Quinta-feira, 25 Abril

Frankenstein: o Prometeu de Mary Shelley acorrenta-se à crise da Grécia

Costas Zapas regressa este ano com Frankenstein

Depois de brilhar na Berlinale com “Digger“, de Georgis Grigorakis, laureado com o prémio da CICAE, a Grécia prepara-se para provar do gosto da consagração nos festivais internacionais à boleia de uma experiência que mistura política, terror e assombro diante de sua crise financeira: “Frankenstein”, de Costas Zapas.

Esperado há uma década, o novo projeto do realizador de “The Last Porn Movie” (2006) reinventa o mito de que a Ciência sobrepuja a Natureza, edificado por Mary Shelley (1797-1851) no século XIX. Na reinvenção proposta por Zapas, uma trupe interpreta a saga do Dr. Frankenstein nos palcos quando uma jovem repórter, que investiga a lenda, chega à hipótese de que o livro de Shelley não é uma ficção, mas a verdadeira história de um grupo de alquimistas, fundada pelo jovem médico Victor Frankenstein. Em 1817, eles teriam conseguido derrotar a mortalidade e regressado ao mortos. Entrevistando os membros da trupe de teatro, a repórter é confrontada com segredos sombrios, que travam uma analogia com os fantasmas da decadência da Europa de hoje.

Na entrevista a seguir, Zapas fala ao C7nema sobre suas reflexões acerca do horror e da derrocada moral de sua pátria.

Qual é a dimensão sobrenatural de um projeto que usa o monstro de Frankenstein como metáfora para a crise grega. O quanto a crise financeira do seu país reverbera pela trama da sua longa-metragem?

Todos os conflitos económicos da História conduziram automaticamente a uma crise política, social e, em última análise, existencial. Quando isso acontece, as pessoas voltam-se para o sobrenatural, mais do que nunca. Eles buscam a redenção em Deus ou em “outro mundo”, na imortalidade ou mesmo nos super-humanos, os conhecidos super-heróis do cinema, que, de alguma forma, hão de salvá-los com superpoderes. Afinal, o Monstro que Viktor Frankenstein criou não seria um super-herói desde que voltou dos mortos e passou a viver para sempre? É claro que, para criar o Monstro, a lei moral deve ser violada. Mas, em todo contexto da crise financeira, a lei moral é violada. São estratégias de discurso.

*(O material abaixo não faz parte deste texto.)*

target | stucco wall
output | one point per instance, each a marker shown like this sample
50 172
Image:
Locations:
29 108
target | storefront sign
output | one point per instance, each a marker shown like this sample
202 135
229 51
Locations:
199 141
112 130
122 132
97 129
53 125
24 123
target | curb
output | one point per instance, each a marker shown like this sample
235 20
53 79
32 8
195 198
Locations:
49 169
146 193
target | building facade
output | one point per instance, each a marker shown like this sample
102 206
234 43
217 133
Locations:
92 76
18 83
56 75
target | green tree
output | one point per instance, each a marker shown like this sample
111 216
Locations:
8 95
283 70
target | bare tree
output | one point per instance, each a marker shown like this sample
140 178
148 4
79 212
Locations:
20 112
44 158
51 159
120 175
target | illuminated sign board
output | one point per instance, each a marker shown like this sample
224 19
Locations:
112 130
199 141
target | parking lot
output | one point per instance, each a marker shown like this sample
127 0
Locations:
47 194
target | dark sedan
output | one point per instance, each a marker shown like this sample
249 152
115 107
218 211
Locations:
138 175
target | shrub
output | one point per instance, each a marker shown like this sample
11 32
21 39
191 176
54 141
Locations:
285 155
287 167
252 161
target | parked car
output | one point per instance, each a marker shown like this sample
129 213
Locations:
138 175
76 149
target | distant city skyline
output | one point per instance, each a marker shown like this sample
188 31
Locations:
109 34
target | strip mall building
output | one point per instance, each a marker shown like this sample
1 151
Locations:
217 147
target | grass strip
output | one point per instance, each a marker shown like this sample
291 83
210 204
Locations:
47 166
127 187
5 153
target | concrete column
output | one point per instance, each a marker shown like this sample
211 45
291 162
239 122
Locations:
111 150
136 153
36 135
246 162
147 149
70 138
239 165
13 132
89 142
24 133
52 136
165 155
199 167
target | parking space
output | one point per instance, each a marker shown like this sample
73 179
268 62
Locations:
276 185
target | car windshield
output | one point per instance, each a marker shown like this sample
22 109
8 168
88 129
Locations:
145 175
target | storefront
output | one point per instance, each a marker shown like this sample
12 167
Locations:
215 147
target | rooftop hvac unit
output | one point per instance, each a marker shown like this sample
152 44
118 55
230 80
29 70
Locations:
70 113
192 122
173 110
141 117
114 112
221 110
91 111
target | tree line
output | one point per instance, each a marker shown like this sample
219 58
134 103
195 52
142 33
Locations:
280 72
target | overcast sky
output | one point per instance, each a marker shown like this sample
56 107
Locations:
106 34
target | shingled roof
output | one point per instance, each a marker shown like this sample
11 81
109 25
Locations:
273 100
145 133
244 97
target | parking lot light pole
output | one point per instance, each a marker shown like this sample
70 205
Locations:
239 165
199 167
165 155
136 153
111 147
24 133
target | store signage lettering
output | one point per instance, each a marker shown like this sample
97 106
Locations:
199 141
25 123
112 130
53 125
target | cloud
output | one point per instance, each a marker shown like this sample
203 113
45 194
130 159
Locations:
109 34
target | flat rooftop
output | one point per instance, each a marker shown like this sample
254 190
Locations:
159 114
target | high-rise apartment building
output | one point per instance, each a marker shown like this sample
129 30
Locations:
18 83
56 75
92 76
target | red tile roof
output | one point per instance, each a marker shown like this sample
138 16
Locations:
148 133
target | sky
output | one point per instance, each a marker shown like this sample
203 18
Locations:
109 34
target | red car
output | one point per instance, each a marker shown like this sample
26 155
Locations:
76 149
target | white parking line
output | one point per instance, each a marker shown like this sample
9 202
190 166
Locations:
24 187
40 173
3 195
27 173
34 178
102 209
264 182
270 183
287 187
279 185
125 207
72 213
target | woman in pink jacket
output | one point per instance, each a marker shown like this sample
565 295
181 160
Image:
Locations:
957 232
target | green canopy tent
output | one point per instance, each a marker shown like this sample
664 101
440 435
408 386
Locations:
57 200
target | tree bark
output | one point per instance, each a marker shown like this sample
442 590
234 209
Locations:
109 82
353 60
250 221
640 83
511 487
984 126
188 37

Qual é o lugar dos filmes de terror no cinema grego e como é a sua relação com o género?

Não existe essa tradição no cinema grego, há apenas casos isolados. Porém, conforme as pessoas vão ficando cada vez mais assustadas diante dos conflitos do dia a dia, a popularidade desse filão, o terror, vai aumentando. Os heróis desse género despertam identificação pois eles levam as pessoas a sentirem que não estão sozinhas no embate contra o fantasma do Medo. O horror obedece a uma lógica de ficção. Mas será que todo esse medo não seria uma forma de ficção? Temos medo do que vai acontecer amanhã, frente a uma crise política, mesmo sem ter certeza de que vamos viver até o amanhã. São projeções.

De que maneira o diálogo com as narrativas teatrais te ajuda a desenhar a trama de “Frankenstein”?

Decidi neste filme que a trama iria rondar a excursão de uma trupe teatral que está apresentando a lenda de “Frankenstein” ao redor do mundo. A forma que encontrei para transpor o enredo do romance para os dias de hoje foi adentrar pelo clima claustrofóbico de uma performance teatral e estudar as relações de bastidor que se estabelecem entre artistas que passam décadas encenando peças juntos.

Qual foi a maior contribuição do monstro de Mary Shelley para a História, pelo menos em relação às narrativas ocidentais?

A futilidade. A criatura de Frankenstein vive para sempre, mas solitária. Ela reina num deserto. Afinal de contas de que vale durar para sempre depois que se perde a alma?